Excerpt
MARGARET WARNER (Newshour): Much of the attention surrounding the health care reform law focuses on questions of coverage and cost.
But the law also includes numerous provisions aimed at changing or improving the quality of care. Hospitals are already starting to deal with one of those changes, new penalties they could face if too many older patients have to be readmitted. And some are asking whether the levies are fair.
NewsHour health correspondent Betty Ann Bowser reports.
BETTY ANN BOWSER (Newshour): Seventy-year-old retired engineer Daniel Tollins has been in and out of the hospital so often, he's known in medical circles as a frequent flyer.
DANIEL TOLLINS, Senior Citizen: I have a number of medical issues, any one of which can kill me. But I'm living with all of them.
BETTY ANN BOWSER: Tollins has hypertension, diabetes, a liver condition, and cancer. So on this rainy Boston morning, he's on his way to keep an appointment he hopes will help keep him healthy.

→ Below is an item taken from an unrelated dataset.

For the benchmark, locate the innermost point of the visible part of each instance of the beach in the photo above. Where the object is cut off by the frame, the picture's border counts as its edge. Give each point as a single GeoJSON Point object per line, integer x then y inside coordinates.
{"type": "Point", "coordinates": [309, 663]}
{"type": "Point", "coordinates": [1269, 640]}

The appointment is at the gym. It's just one part of an aggressive program at Beth Israel Deaconess Medical Center in Boston to monitor frequent flyers like Tollins after they're discharged. Hospital readmissions are expensive. Nearly two million Medicare beneficiaries are readmitted within 30 days of discharge every year, costing Medicare $17.5 billion dollars in hospital bills.
Some health care reformers think hospitals could cut some of that spending if they were more aggressive in following up with seniors in the first 30 days after they go home.